Antarctica is almost entirely covered by an huge ice-sheet. In limited coastal areas, during only a short summer period, small and shallow seasonal lakes are fed by melted ice and snow. These have no or limited outlets and lose summer meltwater through evaporation or sublimation, accumulating solutes and particulate material from the catchment areas. The study of the effects of ice melting linked to the seasonal evolution of Antarctic lakes constitutes an experimental challenge. The waters of four lakes in Northern Victoria Land (Edmonson Point 14 and 15A, Inexpressible Island 10B and Tarn Flat 20) were sampled at the beginning and at the late/complete melting of ice, with the aim to highlight the seasonal evolution and amplification phenomena [1,2]. Both persistent organic pollutants (POPs, i.e. PCBs and PBDEs) and primary production indicators, such as L- and D- amino acids were determined in water samples.
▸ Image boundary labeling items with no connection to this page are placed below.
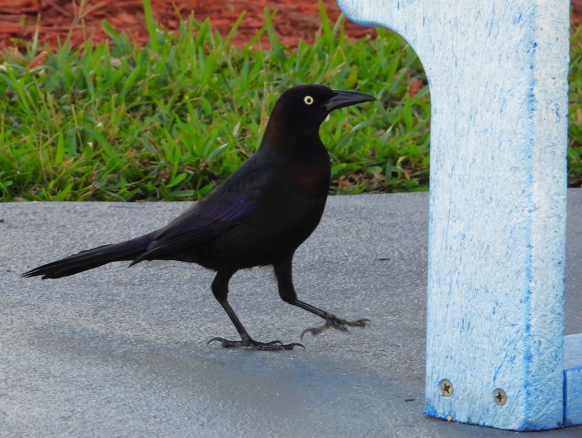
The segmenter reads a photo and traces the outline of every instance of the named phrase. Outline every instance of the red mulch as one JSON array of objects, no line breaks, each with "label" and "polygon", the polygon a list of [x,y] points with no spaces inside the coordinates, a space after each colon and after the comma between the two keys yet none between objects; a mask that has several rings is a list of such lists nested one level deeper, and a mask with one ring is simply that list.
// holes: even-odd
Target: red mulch
[{"label": "red mulch", "polygon": [[[246,11],[232,44],[243,46],[265,24],[264,10],[276,10],[274,27],[283,44],[295,46],[300,39],[313,42],[321,25],[316,0],[151,0],[154,16],[162,26],[175,30],[179,24],[179,11],[183,18],[193,12],[198,21],[210,17],[213,29],[223,35],[243,11]],[[79,0],[77,0],[79,3]],[[38,17],[40,17],[39,41],[52,47],[65,40],[72,29],[76,15],[83,18],[72,28],[72,42],[80,45],[87,36],[96,42],[108,38],[101,27],[107,20],[118,31],[125,31],[141,45],[148,41],[142,0],[87,0],[83,10],[72,0],[0,0],[0,50],[17,45],[17,38],[30,41]],[[335,0],[324,0],[325,10],[332,23],[340,15]],[[349,20],[346,20],[349,21]],[[350,37],[359,38],[375,34],[373,28],[363,27],[352,22],[346,26]],[[261,47],[268,46],[266,34]]]},{"label": "red mulch", "polygon": [[[320,26],[316,0],[151,0],[155,19],[166,29],[178,28],[179,18],[194,12],[200,21],[210,18],[212,28],[226,35],[243,10],[246,15],[233,40],[233,44],[244,45],[265,23],[264,10],[278,11],[274,27],[282,43],[293,47],[299,39],[313,42]],[[87,37],[98,42],[107,38],[101,22],[107,20],[118,30],[127,32],[140,44],[147,42],[148,36],[142,7],[142,0],[87,0],[83,10],[76,3],[80,0],[0,0],[0,50],[20,45],[17,40],[30,41],[40,17],[39,40],[52,47],[65,40],[72,30],[76,15],[83,19],[72,28],[72,42],[82,44]],[[572,0],[572,22],[582,22],[582,0]],[[332,22],[340,14],[335,0],[324,0]],[[346,33],[354,38],[375,35],[372,28],[366,28],[349,20]],[[267,36],[261,40],[262,47],[268,46]]]}]

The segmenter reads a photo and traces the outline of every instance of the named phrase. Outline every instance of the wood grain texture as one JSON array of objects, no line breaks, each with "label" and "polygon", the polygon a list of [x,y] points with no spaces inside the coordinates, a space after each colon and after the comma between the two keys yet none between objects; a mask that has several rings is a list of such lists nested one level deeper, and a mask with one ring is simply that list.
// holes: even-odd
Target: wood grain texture
[{"label": "wood grain texture", "polygon": [[338,2],[402,35],[430,87],[425,412],[561,426],[569,2]]}]

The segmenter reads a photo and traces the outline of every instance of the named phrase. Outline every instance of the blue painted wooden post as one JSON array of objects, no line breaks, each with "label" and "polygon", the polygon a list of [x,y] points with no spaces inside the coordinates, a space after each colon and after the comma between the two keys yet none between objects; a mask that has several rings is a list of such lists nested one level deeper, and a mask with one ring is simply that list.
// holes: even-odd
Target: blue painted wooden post
[{"label": "blue painted wooden post", "polygon": [[569,1],[338,3],[406,38],[430,87],[425,412],[582,423],[582,342],[563,323]]}]

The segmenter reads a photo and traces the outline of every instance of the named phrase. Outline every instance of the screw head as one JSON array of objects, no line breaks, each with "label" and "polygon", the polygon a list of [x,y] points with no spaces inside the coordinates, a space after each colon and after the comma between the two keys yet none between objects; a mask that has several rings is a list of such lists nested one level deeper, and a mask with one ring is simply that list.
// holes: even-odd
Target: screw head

Combining the information deriving from the two classes of tracers allowed to obtain a more detailed indication of sources and processes. Samplings were carried out during the 2011-2012 austral summer. Pre-analytical steps were performed in the laboratories in Antarctica with particular attention to avoid contamination risks. PCBs and PBDEs were later analyzed by HRGC coupled to HRMS and LRMS (MAT95XP, Thermo Finnigan; 7890A-5975C, Agilent Technologies). The quantification of amino acids was performed using an HPLC with a chiral column coupled with an API 4000 triple quadrupole (AbSciex), achieving very low detection limits (4 - 200 ng L-1). PCBs showed a general slight increase during the melting season, while the behaviour of PBDEs resulted more complex, reflecting the influence of similar sources. The study of amino acids highlighted the role of local fauna, in particular in lake Edmonson Point 14, since the inputs of nutrients from seabirds greatly promoted the primary growth. Also the presence of bacteria was confirmed by relevant concentrations of D-alanine. An increase was observed also in lake 10B, probably due to marine inputs or evaporation linked to strong katabatic winds, while dilution phenomena were prevalent during the melting in the other lakes. Funds were provided by PNRA 2013/AZ2.05.